I personally spent all day yesterday with these kids. I worked with the ACLU to make sure the students had legal representation; while the ACLU pursued legal options to rescind the suspensions, I counseled students on their options and was prepared to provide legal assistance in the event of any post-suspension arrests. But, most importantly, I was just present for them, whatever they needed.

Yesterday morning, several non-suspended students worked with Metropolitan Congregations United to stage a sit-in at the district's administrative building while their suspended colleagues held up signs on the sidewalk outside.

The students demanded a meeting with the superintendent. Eventually, the superintendent agreed to meet with Metropolitan Congregations United. And, after some time, the parents and students met with an assistant superintendent separately.

The suspensions were not resolved at these meetings. As the day wore on, I brought snacks and water bottles, but the teachers sent the kids their favorite food: pizza. Lots of pizza.

In the afternoon, students moved to Hazelwood West High School and protested there. Honking supports came from everywhere: School buses, families, police officers, company vans, Metro buses. In an amazing moment, teachers risked their jobs and joined their students on the sidewalk.

Last night, the district rescinded the suspensions.

From my conversations with these kids and seeing them in action, these young leaders were not pressured or manipulated by anyone to go protest. They chose to stand up for their teachers because they loved them. The sheer joy on those students' faces when they saw their teachers join them in protest was an amazing sight.

This was a student-led movement.

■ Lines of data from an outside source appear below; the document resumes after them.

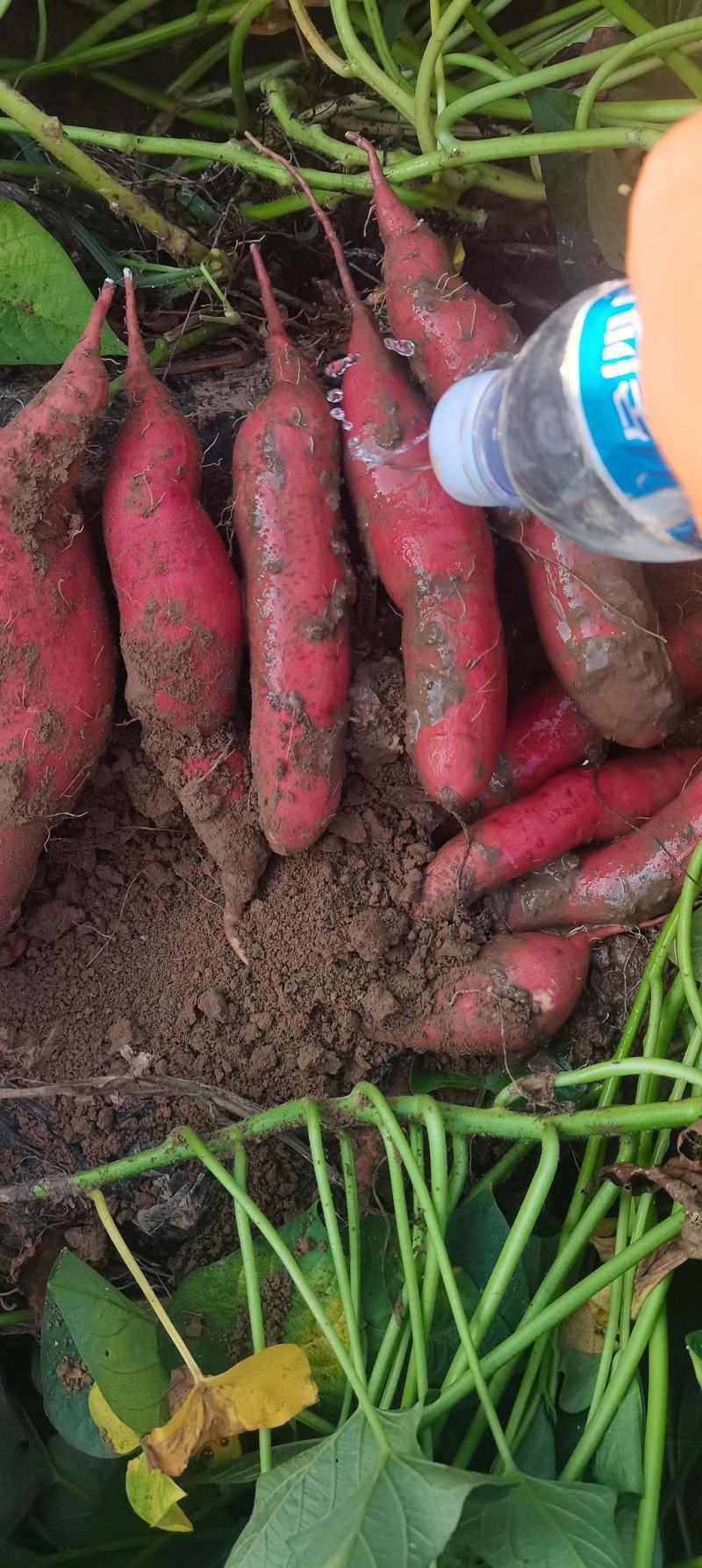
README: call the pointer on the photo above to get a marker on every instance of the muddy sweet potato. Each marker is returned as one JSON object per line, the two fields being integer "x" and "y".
{"x": 57, "y": 662}
{"x": 580, "y": 806}
{"x": 516, "y": 993}
{"x": 453, "y": 328}
{"x": 600, "y": 632}
{"x": 433, "y": 557}
{"x": 624, "y": 883}
{"x": 298, "y": 593}
{"x": 181, "y": 624}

They chose to walk out. They chose to accept the consequences listed in their handbook. They chose to protest when the punishment they were given was inconsistent with the rules. They chose to demand meetings with administrators and voice their opinions to those in power.

They chose to be leaders, and I was honored to have supported them.

Although the students are no longer suspended, they are not done. They want to create lasting change in their community, and they will continue to try to work with administrators to make sure students have a productive avenue to voice their opinions.

I spoke with these amazing kids and their phenomenal parents. As the Project Coordinator for Missouri For All, I provided them an open opportunity to have a sounding board or space to plan at any time. As the CEO of the Education Exchange Corps, I invited them to come speak with our kids this summer at our leadership academy. Some even want to volunteer with us!

We are very excited to be working and learning from these young leaders. With these kids, our future is in excellent hands.

We want to extend our thanks to Metropolitan Congregations United, the ACLU, Pastor Karen Anderson of the Ward Chapel A M E Church, the many supporters who called the school district, the media for covering this important issue, the Hazelwood community, Hazelwood teachers, Hazelwood parents, and the phenomenal students of Hazelwood.